Iran funds Armenian oil pipeline
The Iranian government came forward with $250 million in loans to Armenia for the construction of an oil pipeline, government officials say.
Armenian Energy Minister Armen Movsisyan said the funding of the pipeline from Tabriz in northern Iran to Eraskh along the Armenia border with Azerbaijan reflects Tehran's recognitions of Yerevan's financial struggles.
The project will go forward with the understanding that Yerevan will repay its share of the pipeline project. Iranian officials are preparing to head to the Armenian capital to make final cost estimates and conclude outstanding agreements on the project, the Georgian daily The Messenger reports.

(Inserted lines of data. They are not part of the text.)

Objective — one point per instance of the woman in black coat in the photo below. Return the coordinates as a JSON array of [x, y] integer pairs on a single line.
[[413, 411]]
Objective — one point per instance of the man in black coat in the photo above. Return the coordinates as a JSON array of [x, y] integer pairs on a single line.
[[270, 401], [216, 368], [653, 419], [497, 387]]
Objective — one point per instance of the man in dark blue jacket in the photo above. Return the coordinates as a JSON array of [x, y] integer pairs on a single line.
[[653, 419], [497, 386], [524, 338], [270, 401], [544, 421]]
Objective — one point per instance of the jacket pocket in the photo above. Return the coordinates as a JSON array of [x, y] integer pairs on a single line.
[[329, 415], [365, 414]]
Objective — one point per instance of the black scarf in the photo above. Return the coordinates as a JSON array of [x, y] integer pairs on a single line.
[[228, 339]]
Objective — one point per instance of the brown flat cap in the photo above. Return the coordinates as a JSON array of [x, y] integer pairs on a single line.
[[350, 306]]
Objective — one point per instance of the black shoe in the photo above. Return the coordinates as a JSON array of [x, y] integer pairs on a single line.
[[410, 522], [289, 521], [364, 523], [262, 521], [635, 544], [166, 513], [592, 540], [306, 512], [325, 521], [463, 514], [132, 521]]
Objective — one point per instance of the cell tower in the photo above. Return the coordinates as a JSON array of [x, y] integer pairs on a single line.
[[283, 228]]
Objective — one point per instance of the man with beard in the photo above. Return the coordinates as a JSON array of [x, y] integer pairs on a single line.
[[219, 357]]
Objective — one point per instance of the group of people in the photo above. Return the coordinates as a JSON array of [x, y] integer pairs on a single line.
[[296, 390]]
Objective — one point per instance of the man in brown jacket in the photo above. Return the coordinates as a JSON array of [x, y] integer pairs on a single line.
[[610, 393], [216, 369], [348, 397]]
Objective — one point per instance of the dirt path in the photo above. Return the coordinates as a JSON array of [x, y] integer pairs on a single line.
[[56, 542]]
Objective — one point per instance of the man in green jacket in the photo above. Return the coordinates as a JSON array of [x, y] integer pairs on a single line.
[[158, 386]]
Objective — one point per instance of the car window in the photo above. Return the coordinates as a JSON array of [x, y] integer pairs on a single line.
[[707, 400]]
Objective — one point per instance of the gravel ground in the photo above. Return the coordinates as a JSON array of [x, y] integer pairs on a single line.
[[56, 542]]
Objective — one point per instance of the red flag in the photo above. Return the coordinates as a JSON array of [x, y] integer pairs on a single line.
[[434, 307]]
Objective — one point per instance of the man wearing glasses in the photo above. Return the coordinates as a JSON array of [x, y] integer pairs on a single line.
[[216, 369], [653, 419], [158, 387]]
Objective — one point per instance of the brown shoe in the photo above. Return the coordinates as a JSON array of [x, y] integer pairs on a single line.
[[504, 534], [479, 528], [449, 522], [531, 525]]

In a project that supplies Armenia with the equivalent gas volumes it has received from Georgia, Iran and Armenia began construction on the 70-mile Iran-Armenia gas pipeline earlier this year.
Armenia will convert the natural gas from that pipeline to electricity, which it will export back to Iran.
Bickering over Alaska pipeline
A natural gas pipeline from the Alaskan North Slope to markets in the Lower 48 has Washington and congressional support, notes a Republican senator.
Sen. Lisa Murkowski, R-Alaska, said despite political bickering in the state capital, there is enough White House support for the project to push it through the federal process, The Anchorage Daily News reports.
TransCanada won a state license from Alaska along with $500 million in perks to construct the pipeline, while BP and ConocoPhillips are pushing for a rival project called Denali.
Sen. Mark Begich, D-Alaska, said Washington has expressed frustration that the project was moving too slowly, suggesting the White House would take the project out of state hands.
Republican Gov. Sarah Palin and her supporters, meanwhile, remained adamant the program was moving forward, suggesting the slow development of immediate gains was overshadowing long-term potential.
Murkowski, for her part, said there was no room for "finger pointing" in the project, seemingly backing Palin in her reference to a huge energy bill under negotiation among state lawmakers that includes financing measures for the North Slope project.
"We're doing something here, it's good news, I think it's significant and I think it will help to facilitate the project -- whichever project it is," Murkowski said.
Apart from costs and government obstacles, critics point to technological developments that make gas extraction from shale deposits in the Lower 48 a possible alternative to the North Slope project.